La réputation est un concept économique qui reflète la capacité d’une entreprise à offrir des produits de qualité (Fombrun et Shanley, 1990). Comme l’ont montré Roberts et Dowling (2002), une bonne réputation est une source d’avantage concurrentiel pour une entreprise. Il est souvent difficile pour les consommateurs de connaître la qualité réelle d’un produit avant de l’avoir goûté. Lorsqu’une entreprise a toujours proposé des produits de bonne qualité, les consommateurs ont tendance à penser qu’elle continuera à le faire. Ils sont alors prêts à payer plus cher que pour les produits de ses concurrents (Rindova, Williamson, Petkova et Sever, 2005).

Une bonne réputation à l’international est susceptible d’accroître la capacité à exporter pour deux raisons. Comme nous l’avons déjà indiqué, la concurrence est exacerbée sur les marchés internationaux. Plus une entreprise dispose d’une bonne réputation à l’international, plus il lui sera facile de convaincre les consommateurs internationaux d’acheter ses produits. Dans une certaine mesure, les consommateurs locaux peuvent également être influencés par la réputation à l’international d’une entreprise. Toutefois, son impact est généralement moindre que sur les consommateurs internationaux (Pike et Melewar, 2006).

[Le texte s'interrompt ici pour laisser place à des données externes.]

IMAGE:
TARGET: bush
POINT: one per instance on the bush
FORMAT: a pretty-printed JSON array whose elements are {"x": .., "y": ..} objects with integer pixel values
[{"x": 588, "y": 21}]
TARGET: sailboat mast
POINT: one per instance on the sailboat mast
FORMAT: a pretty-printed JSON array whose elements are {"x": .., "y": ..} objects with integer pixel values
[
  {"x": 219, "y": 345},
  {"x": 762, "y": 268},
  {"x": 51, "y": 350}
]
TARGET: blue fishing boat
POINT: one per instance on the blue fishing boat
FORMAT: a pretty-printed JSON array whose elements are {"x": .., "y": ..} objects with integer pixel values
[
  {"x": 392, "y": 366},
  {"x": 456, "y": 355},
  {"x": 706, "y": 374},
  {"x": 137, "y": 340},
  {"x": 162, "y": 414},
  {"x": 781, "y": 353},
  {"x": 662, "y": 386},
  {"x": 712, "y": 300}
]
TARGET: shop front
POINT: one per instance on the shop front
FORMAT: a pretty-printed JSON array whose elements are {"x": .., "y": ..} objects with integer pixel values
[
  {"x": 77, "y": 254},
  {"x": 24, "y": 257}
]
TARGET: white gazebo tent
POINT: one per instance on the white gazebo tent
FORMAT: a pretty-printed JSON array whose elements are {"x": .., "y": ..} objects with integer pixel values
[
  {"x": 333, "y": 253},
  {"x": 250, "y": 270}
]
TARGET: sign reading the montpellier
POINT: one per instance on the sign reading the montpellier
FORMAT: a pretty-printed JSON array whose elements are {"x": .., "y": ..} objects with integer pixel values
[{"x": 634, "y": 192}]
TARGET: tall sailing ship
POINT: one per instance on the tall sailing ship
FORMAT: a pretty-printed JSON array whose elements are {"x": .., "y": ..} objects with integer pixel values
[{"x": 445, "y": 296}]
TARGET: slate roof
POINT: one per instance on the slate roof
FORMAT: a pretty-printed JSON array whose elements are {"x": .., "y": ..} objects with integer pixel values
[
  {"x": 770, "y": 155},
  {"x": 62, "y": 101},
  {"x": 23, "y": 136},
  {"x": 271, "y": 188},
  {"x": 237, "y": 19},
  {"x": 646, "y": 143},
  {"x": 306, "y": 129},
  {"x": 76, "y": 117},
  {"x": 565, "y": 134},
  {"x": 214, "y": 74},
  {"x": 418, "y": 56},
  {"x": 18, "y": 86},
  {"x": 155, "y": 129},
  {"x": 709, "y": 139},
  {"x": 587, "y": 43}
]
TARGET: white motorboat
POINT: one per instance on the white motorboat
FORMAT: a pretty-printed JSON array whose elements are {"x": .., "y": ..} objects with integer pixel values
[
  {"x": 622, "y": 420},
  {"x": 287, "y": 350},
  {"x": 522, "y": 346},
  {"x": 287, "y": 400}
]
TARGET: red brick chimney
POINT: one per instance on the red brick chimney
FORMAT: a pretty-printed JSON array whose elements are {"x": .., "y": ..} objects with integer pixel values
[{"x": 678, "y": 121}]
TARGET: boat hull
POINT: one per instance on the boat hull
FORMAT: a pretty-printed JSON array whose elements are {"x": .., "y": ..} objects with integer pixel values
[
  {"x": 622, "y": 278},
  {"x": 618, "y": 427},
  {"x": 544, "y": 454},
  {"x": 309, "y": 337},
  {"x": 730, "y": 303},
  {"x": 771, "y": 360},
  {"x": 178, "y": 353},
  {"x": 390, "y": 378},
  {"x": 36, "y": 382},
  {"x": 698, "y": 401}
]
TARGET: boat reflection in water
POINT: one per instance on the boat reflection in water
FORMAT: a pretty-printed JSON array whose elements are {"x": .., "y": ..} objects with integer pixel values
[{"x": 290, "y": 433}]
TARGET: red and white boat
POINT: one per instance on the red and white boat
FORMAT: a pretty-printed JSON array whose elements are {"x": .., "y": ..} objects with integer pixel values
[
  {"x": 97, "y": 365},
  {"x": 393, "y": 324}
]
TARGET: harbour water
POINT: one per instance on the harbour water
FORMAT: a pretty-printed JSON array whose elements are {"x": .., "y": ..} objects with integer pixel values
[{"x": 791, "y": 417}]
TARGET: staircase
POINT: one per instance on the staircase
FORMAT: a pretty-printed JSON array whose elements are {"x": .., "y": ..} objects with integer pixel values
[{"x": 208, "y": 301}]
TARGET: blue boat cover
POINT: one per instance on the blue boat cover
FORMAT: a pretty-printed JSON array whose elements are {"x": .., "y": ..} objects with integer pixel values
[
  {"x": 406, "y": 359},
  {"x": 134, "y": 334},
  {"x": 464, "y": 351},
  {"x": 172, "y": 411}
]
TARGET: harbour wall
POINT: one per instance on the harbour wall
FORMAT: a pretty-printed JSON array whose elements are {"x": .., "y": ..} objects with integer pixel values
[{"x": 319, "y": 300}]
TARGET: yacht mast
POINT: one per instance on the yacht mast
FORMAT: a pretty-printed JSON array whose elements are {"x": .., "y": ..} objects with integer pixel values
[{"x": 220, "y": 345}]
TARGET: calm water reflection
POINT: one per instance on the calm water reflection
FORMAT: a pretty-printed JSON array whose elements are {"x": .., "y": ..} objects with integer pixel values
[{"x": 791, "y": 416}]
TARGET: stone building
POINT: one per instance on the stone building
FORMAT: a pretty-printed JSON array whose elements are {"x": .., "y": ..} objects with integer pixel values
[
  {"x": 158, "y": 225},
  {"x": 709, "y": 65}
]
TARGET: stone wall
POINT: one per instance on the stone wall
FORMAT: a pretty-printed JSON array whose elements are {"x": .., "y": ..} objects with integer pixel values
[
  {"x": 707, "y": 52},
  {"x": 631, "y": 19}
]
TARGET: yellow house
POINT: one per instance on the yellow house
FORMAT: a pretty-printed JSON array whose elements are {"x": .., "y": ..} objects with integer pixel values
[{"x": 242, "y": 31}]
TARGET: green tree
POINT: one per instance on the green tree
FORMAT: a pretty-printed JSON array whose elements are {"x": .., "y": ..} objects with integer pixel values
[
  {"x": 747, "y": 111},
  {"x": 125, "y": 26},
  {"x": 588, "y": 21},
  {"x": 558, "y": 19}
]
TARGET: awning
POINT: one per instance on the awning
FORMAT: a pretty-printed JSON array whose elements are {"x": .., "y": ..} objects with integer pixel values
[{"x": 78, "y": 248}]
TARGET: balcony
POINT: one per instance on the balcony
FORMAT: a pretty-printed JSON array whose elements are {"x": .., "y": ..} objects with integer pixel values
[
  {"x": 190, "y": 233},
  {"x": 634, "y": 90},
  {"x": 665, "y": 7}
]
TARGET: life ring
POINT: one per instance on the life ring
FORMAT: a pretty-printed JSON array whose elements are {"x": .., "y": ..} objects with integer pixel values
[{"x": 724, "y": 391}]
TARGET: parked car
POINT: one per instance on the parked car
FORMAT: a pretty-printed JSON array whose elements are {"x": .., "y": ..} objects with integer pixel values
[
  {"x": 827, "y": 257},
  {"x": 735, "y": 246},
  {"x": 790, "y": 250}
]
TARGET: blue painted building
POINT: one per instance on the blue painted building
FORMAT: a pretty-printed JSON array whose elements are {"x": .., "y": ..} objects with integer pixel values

Dans le cas des vins de Bordeaux, un critique comme Robert Parker exerce une double influence sur les consommateurs internationaux. D’une part, il attire leur attention sur certaines propriétés viticoles. D’autre part, il leur suggère que ces propriétés viticoles produisent les meilleurs vins. Par conséquent, il devrait être plus facile pour elles d’exporter une grande partie de leur production.

Hypothèse 2 : La réputation à l’international d’une entreprise a une influence positive sur sa capacité à exporter. Les domaines viticoles les mieux évalués par Robert Parker devraient donc exporter une plus grande partie de leur production.

Statut social, réputation à l’international et capacité à exporter

Les deux hypothèses ci-dessus suggèrent que le statut social et la réputation à l’international exercent une influence indépendante sur la capacité à exporter. Mais qu’en est-il de leur influence conjointe ? L’intensité de la relation entre la réputation à l’international et la capacité à exporter est-elle plus marquée pour les entreprises dont le statut social est élevé ou pour les entreprises dont le statut social est moins élevé ?

Comme l’a observé Merton (1968), les travaux des chercheurs les plus prestigieux sont généralement plus cités que ceux des autres chercheurs (même lorsqu’ils sont de qualité équivalente). Merton a appelé ce phénomène « effet Matthieu » en référence à une phrase de l’Evangile selon Saint Matthieu : « A celui qui a, il sera beaucoup donné et il vivra dans l’abondance, mais à celui qui n’a rien, il sera tout pris, même ce qu’il possédait ».

Appliqué à notre étude, l’effet Matthieu suggère que plus une entreprise a un statut social élevé, plus ses produits sont visibles sur les marchés internationaux. Cette visibilité accrue devrait démultiplier les bénéfices induits par une bonne réputation à l’international. Par ailleurs, les consommateurs ont tendance à considérer que plus une entreprise a un statut social élevé, plus les informations qui la concernent sont fiables. Comme Benjamin et Podolny (1999, p. 566) l’ont bien résumé : « les revendications en termes de qualité (explicites ou implicites) faites par des organisations dont le statut social est élevé sont plus susceptibles d’être considérées comme crédibles que les même revendications lorsqu’elles sont faites par des organisations dont le statut est peu élevé. » Cette plus grande confiance des consommateurs devrait également lui permettre de mieux valoriser une bonne réputation à l’international.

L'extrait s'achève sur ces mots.